Name: Bill Woolsey

Age: 58

Occupation: Economics professor at The Citadel.

Education: Ph.D. in economics from George Mason University, B.A. in economics from Virginia Tech.

Previous elected offices: Member of James Island Town Council, 2002-2004; Mayor of Town of James Island, 2010-2011 and 2012-2014.

Family: Married to Kathy Woolsey for 33 years; two sons, William and Andrew.

What is your main goal if you are elected: Reunite the town, provide property tax relief, build new sidewalks, pave dirt roads, and allow ordinary citizens to obtain services at Town Hall rather than travel to the county building at Northbridge.

Contact information: mayorwoolsey@gmail.com or 697-7020.

James Island voters will decide Tuesday who they think will best serve the town as it deals with development, traffic and the impact of growth.

Name: Trent Kernodle

Age: 62

Occupation: Attorney.

Education: Law degree, University of Memphis; master of business administration and bachelor of arts in political science, University of Tennessee.

Previous elected offices held: None.

Family: wife Kay Kernodle; four children, Alicia Hutto, and Bay, Sam and Parker Kernodle; two grandchildren.

What is your main goal if you are elected: Everybody I talk to says we've got too many houses and too many cars and I have a plan to stop that.

Contact information: trent@kernodleformayor.com, 266-7600, kernodleformayor.com, facebook.com/kernodle4mayor.

Incumbent Mayor Bill Woolsey will face attorney Trent Kernodle in the Town of James Island's mayoral race.

Voters also will decide who will fill all four Town Council seats.
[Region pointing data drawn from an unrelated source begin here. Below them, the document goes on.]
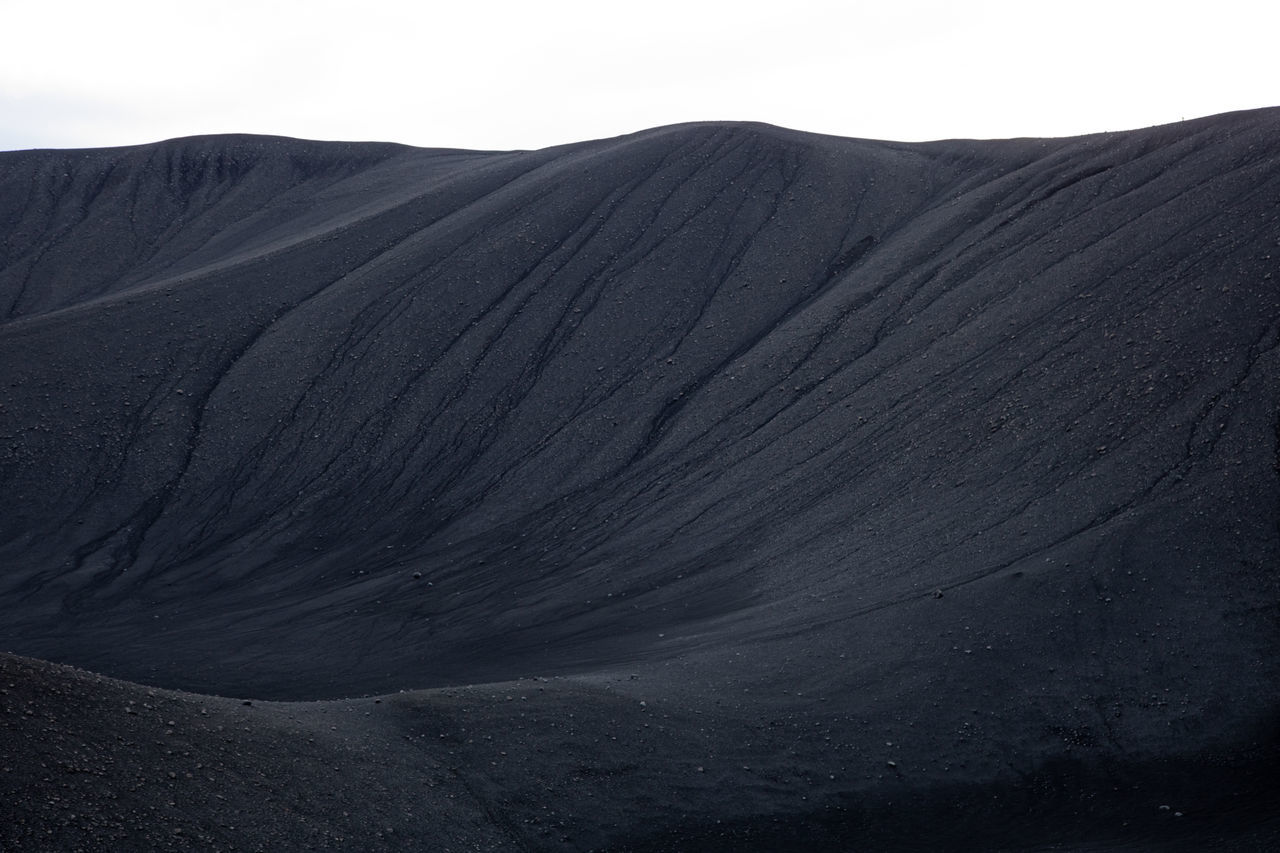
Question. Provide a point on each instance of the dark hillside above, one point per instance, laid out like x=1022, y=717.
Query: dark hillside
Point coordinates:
x=886, y=471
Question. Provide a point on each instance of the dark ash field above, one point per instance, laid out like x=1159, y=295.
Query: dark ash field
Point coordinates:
x=718, y=487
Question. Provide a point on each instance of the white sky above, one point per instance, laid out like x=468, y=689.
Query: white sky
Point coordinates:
x=499, y=74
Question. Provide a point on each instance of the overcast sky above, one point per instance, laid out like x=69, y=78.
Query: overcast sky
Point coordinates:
x=502, y=74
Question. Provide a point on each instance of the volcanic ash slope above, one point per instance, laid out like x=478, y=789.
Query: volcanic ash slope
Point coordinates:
x=718, y=482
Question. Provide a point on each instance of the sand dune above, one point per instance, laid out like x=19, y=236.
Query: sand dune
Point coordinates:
x=716, y=487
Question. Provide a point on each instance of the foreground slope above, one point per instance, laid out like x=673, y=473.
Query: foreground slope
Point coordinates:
x=882, y=469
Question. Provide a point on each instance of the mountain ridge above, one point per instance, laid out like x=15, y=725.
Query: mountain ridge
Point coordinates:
x=968, y=448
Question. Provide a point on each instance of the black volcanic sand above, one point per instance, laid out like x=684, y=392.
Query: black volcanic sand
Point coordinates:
x=713, y=488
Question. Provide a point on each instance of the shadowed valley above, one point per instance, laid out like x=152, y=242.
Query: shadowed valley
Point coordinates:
x=716, y=487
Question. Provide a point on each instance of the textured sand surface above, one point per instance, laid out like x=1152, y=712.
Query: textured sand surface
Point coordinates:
x=716, y=487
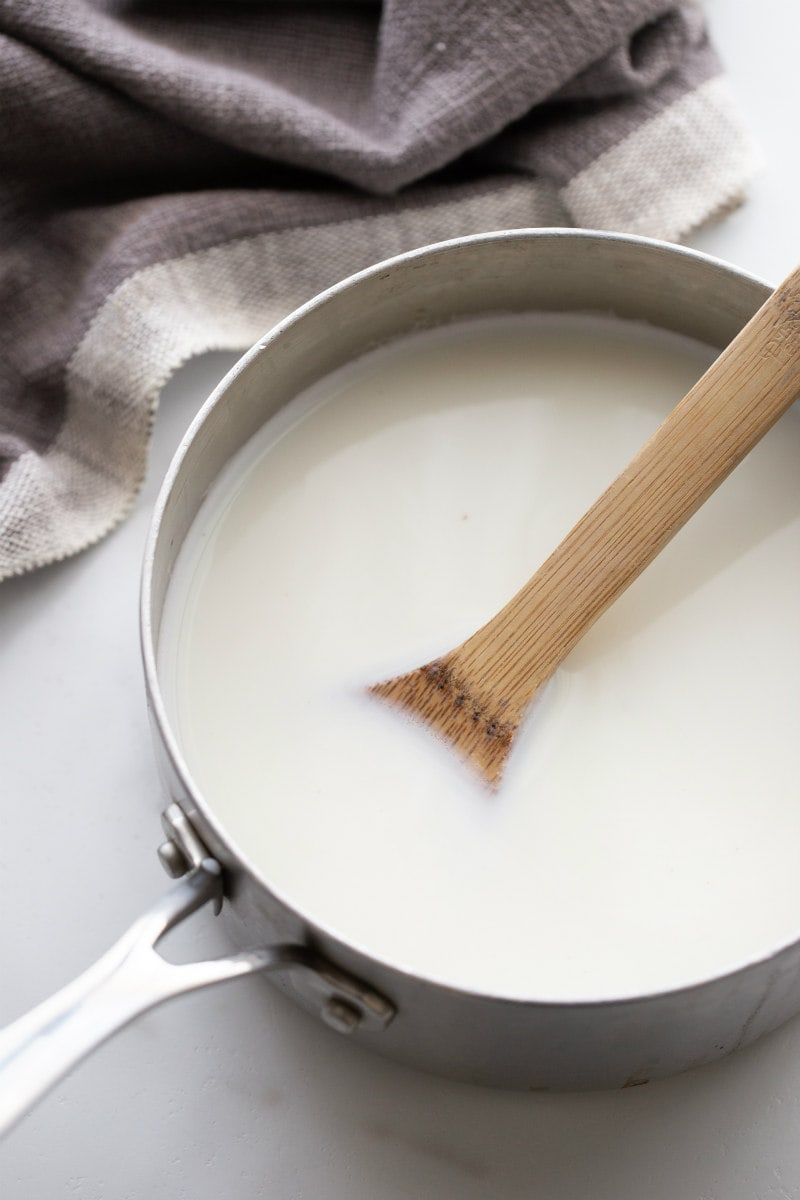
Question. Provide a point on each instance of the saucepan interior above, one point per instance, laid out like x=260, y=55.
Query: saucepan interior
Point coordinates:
x=481, y=1036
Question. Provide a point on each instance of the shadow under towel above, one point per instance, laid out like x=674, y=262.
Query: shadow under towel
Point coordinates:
x=176, y=178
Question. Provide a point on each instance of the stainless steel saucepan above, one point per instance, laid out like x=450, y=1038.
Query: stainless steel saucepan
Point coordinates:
x=485, y=1038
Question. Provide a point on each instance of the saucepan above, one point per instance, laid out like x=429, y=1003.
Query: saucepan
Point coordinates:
x=486, y=1037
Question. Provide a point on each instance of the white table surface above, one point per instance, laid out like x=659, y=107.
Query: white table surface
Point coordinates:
x=233, y=1092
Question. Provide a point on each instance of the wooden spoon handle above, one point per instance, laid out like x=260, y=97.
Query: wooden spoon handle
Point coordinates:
x=725, y=414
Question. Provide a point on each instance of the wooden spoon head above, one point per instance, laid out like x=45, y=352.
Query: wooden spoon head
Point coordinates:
x=441, y=699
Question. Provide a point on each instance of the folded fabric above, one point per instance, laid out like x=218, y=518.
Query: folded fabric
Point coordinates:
x=174, y=179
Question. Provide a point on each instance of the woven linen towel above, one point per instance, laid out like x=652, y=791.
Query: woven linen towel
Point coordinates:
x=175, y=178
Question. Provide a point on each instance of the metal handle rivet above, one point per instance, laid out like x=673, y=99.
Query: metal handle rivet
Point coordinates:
x=341, y=1015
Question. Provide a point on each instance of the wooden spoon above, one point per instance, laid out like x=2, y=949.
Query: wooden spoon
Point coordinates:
x=475, y=696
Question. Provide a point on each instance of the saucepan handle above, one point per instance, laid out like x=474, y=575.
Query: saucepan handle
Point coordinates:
x=41, y=1047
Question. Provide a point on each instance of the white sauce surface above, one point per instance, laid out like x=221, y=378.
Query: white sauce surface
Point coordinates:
x=647, y=832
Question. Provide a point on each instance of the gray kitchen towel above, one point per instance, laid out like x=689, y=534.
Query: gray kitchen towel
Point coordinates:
x=174, y=178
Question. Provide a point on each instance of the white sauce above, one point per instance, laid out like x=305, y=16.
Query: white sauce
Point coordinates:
x=648, y=828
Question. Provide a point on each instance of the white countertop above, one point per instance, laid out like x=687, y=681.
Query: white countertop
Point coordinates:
x=233, y=1092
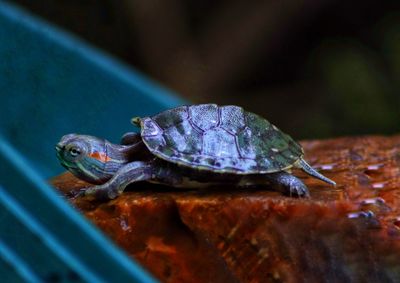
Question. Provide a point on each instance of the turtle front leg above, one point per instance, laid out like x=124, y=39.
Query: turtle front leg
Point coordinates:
x=128, y=174
x=288, y=184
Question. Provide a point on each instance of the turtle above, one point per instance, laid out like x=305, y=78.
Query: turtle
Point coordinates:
x=193, y=146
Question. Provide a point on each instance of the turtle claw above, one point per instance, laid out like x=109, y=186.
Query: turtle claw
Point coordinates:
x=289, y=184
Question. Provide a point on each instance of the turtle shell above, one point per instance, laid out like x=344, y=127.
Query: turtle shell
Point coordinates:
x=224, y=139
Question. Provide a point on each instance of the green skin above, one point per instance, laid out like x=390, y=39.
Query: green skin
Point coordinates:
x=112, y=167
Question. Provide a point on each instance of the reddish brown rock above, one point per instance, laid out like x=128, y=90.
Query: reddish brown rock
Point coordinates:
x=350, y=233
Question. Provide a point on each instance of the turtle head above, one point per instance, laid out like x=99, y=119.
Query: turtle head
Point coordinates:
x=86, y=157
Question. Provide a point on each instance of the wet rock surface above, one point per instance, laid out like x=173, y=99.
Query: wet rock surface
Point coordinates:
x=350, y=233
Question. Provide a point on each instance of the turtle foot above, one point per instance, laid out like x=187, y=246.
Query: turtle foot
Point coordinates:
x=289, y=185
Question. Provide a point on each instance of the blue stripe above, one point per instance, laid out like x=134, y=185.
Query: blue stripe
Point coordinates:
x=25, y=217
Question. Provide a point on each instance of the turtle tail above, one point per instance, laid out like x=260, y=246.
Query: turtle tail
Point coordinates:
x=311, y=171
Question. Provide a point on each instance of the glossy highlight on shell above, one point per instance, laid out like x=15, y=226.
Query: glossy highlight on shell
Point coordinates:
x=225, y=139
Six candidates are running for the four seats: Mary Beth Berry, Leonard Blank, Garrett Milliken, Darren Troy Mullinax, Lyndy Palmer and Joshua Stokes.

Berry, Blank and Mullinax currently hold Town Council seats.

The town's latest incorporation was in August 2012, and state law requires that it hold an election within two years of its incorporation.

James Island incorporated three times since the 1990s, but each of those efforts were squashed, largely due to lawsuits from the city of Charleston.

Charleston and James Island town supporters have a long history of being at legal odds. All three previous attempts at incorporation were struck down after the city's challenges went to the S.C. Supreme Court.

After the fourth attempt was passed by voters in April 2012, Riley announced the city would not seek to block it.

One of the strongest legal defenses that allowed the new town to survive was that the current version was drawn to be geographically contiguous. That meant the town had to shrink in size from earlier designs, omitting some neighborhoods such as Riverland Terrace.